Private School Demographics
ProPublica: "Look up the demographics of private schools across the country and see how they compare to the public schools nearby."
New Frontiers: The Origins and Content of New Work, 1940–2018∗
Ok, this is a chunky (134 pages!) academic paper PDF. I'll be honest: I haven't read it all. But it comes with quite a few quotable points and charts, including the one below.
"We find, first, that the majority of current employment is in new job specialties introduced after 1940, but the locus of new work creation has shifted—from middle-paid production and clerical occupations over 1940–1980, to high-paid professional and, secondarily, low-paid services since 1980."
The "exposure to import competition" is, obviously, an interesting concept for our times.
What is the unemployment rate in the US right now?
USA Facts: "About 4.1% in December 2024. That's a 0.3 percentage point increase from a year before.
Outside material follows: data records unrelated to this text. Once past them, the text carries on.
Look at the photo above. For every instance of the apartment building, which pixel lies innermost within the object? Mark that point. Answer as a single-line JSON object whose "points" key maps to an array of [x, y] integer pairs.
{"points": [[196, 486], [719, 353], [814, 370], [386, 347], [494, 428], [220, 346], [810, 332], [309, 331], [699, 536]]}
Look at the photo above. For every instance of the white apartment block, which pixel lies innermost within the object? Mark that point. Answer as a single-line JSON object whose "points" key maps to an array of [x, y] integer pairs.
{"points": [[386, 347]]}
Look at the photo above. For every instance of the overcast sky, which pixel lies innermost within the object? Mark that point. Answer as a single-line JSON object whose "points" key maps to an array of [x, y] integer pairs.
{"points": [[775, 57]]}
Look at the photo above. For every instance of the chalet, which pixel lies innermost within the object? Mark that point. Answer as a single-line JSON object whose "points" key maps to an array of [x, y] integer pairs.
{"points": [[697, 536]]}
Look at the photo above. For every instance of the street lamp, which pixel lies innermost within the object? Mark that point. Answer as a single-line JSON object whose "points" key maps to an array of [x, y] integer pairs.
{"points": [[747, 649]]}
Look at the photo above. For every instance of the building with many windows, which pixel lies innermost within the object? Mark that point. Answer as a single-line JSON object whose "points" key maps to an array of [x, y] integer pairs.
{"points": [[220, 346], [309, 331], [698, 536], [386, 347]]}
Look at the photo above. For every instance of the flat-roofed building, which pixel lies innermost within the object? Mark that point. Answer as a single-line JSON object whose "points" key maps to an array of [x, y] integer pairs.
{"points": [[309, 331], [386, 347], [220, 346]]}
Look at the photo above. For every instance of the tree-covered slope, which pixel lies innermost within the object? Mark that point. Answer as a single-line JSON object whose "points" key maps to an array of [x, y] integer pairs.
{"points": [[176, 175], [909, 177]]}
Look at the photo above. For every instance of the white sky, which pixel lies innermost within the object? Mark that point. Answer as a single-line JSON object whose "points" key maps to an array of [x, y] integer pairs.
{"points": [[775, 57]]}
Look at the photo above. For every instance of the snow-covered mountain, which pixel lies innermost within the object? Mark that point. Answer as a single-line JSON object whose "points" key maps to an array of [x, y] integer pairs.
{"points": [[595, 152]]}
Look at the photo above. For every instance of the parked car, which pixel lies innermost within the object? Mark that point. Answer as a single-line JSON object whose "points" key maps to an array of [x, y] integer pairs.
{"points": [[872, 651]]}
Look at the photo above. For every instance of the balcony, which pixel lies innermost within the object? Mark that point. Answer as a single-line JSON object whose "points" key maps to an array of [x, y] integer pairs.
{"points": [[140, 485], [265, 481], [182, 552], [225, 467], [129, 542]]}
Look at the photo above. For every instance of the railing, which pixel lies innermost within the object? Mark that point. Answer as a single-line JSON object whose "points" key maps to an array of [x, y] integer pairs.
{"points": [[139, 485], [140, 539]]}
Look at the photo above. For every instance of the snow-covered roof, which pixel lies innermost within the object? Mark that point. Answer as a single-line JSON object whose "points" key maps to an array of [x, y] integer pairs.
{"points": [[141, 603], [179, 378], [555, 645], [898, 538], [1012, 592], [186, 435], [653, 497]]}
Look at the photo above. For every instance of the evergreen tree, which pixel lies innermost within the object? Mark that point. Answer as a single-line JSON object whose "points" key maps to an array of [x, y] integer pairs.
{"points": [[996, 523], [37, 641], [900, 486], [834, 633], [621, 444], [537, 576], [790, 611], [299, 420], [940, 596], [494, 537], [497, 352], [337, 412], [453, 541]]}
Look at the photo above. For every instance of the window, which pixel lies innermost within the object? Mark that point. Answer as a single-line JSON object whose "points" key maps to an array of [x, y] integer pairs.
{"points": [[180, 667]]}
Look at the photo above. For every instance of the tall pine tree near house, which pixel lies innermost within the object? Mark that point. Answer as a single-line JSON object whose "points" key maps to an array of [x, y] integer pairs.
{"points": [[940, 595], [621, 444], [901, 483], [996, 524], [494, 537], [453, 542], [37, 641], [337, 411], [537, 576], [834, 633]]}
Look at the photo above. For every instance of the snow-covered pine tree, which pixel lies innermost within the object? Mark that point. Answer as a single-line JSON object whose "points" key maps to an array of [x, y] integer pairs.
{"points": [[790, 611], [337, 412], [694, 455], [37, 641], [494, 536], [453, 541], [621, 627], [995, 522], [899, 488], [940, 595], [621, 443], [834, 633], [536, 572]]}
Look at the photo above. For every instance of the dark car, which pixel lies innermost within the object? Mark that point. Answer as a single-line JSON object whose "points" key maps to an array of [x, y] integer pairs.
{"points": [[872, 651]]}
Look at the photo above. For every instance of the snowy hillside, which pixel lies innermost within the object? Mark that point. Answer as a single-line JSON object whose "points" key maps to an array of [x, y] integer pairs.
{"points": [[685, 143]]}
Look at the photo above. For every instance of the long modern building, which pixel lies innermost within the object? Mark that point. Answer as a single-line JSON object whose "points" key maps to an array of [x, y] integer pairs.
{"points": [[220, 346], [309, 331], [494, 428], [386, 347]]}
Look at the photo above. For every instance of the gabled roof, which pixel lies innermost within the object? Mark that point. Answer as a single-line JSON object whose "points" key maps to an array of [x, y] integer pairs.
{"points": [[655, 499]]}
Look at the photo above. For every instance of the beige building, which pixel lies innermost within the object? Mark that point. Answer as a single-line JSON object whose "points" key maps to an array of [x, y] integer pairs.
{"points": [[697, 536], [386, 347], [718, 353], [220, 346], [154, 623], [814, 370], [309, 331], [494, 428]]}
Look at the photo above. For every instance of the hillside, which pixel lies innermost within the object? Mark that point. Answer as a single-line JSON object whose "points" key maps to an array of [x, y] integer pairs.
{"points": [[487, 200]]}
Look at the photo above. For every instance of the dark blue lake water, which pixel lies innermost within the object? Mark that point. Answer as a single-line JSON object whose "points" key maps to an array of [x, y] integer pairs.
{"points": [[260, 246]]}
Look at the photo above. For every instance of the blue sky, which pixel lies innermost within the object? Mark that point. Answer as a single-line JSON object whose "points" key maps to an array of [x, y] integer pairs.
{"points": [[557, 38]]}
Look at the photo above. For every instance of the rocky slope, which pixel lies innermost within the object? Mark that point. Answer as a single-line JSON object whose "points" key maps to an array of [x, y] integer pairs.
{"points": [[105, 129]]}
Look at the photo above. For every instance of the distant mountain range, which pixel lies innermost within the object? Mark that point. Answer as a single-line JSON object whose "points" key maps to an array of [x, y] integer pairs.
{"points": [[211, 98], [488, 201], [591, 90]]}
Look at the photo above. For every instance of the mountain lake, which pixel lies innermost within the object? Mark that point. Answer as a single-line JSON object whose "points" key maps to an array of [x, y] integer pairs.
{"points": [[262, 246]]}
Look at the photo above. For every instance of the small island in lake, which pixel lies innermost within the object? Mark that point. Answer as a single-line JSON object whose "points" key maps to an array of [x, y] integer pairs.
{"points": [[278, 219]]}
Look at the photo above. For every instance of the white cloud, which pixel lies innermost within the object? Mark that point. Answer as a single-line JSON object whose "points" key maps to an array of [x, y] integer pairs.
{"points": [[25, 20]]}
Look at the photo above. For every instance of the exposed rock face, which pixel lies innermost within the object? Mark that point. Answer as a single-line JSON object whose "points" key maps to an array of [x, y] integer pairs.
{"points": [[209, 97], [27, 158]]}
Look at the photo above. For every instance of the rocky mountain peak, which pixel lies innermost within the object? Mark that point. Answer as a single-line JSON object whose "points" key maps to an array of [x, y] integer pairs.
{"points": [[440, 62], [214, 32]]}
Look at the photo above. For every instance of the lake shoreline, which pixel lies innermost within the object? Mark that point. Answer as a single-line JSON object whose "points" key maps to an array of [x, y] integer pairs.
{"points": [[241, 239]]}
The unemployment rate is the percentage of people in the labor force who are actively looking for work but not currently employed. It's a common way to measure the health of the job market and economy."
Fast fires
Reuters Graphics: "Fires are growing faster in the western United States. The fastest of them – termed “fast fires” – often erupt near towns and account for most structural wildfire damage according to researchers who analyzed over 60,000 fires from 2001 to 2020."